Who helped you rise to this level and how do you pay it forward?


The person that always comes to mind is the VP of HR at the first construction company that I worked at, Brad Marsh. He is such a phenomenal human being and is still a good friend of mine. He had more belief in me than I had in myself at the time. I also appreciate that he showed me such a great example of what it meant to lead from a human based perspective first. If I didn’t have that so early in my career, there is no way I’d be where I’m at now. 


How I pay it forward- I do a lot of pro bono coaching sessions, even with consultants who are in the exact same space that I’m in. That’s important to me, there is enough of this work to go around. Leadership development is not something that most organizations have figured out, if it was we’d have a completely different workplace. The more I can help others figure out ways to be successful in this space or others, the better off we all are. I take at least five calls a month to help others and offer advice. It’s important to me to make space to support others because we're all just humans trying to make a difference in the world. 

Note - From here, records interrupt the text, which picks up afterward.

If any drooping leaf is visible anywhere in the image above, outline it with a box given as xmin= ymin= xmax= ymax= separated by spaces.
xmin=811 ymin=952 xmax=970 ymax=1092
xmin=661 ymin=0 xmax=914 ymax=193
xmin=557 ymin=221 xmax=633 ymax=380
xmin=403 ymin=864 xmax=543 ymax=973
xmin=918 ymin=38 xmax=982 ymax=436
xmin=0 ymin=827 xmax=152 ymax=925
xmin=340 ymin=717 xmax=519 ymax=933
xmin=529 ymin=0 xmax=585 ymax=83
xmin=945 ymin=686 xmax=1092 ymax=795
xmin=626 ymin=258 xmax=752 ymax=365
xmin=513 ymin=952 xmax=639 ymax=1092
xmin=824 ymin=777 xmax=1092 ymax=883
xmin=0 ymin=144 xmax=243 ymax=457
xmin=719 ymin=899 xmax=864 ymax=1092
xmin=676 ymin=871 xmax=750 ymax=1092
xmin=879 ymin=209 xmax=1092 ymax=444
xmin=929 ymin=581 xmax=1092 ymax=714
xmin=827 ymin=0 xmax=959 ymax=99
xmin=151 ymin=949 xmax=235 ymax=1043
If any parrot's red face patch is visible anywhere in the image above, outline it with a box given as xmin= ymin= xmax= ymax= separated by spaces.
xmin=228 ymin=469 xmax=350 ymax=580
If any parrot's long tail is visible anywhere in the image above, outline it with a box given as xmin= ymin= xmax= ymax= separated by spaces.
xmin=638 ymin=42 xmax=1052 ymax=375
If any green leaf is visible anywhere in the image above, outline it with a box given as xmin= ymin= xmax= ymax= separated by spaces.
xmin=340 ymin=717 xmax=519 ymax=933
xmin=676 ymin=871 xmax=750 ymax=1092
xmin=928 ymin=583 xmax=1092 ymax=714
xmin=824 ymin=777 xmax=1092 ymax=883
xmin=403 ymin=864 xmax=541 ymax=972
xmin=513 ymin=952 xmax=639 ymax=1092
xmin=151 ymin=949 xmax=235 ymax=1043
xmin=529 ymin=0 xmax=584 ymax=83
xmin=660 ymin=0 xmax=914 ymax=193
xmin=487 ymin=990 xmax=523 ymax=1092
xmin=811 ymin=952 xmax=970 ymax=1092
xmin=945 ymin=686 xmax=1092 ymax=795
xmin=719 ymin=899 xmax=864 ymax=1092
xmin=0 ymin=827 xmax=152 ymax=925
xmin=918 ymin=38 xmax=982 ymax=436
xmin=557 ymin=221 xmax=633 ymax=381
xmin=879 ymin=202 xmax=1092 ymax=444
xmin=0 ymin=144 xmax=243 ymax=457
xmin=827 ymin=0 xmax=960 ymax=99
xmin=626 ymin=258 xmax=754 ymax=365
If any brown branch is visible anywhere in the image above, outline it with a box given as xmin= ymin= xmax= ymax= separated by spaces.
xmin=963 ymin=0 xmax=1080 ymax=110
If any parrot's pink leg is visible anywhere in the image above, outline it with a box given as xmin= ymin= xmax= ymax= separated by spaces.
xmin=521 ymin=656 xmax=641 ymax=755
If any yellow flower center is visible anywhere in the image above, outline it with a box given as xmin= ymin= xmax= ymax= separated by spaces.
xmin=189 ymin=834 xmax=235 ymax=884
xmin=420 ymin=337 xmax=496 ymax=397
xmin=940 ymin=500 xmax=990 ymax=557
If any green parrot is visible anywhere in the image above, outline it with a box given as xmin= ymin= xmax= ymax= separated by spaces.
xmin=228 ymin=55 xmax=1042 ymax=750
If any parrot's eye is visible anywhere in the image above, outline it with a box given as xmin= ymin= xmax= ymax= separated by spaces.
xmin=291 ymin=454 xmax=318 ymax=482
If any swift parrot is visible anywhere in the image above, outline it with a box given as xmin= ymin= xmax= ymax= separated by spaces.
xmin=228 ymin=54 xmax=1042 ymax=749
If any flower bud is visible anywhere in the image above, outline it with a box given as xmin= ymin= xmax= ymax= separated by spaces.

How do you hire? What do you look for in people?


The biggest thing for me personally is a desire to learn. You can be as talented as all get out and if you aren’t willing to learn, you’re going to fall behind. We’re all learning all the time, no one has it all figured out. The world is constantly changing and in this wild environment that we are currently in, the rate of change just gets faster every year. If we think that we have things figured out, we’re going to find ourselves in a place in which we’re no longer relevant. You just need to be willing to keep learning, keep growing, be willing to be wrong, be willing to put yourself out there and make mistakes. You have to let go of the need to know all the answers.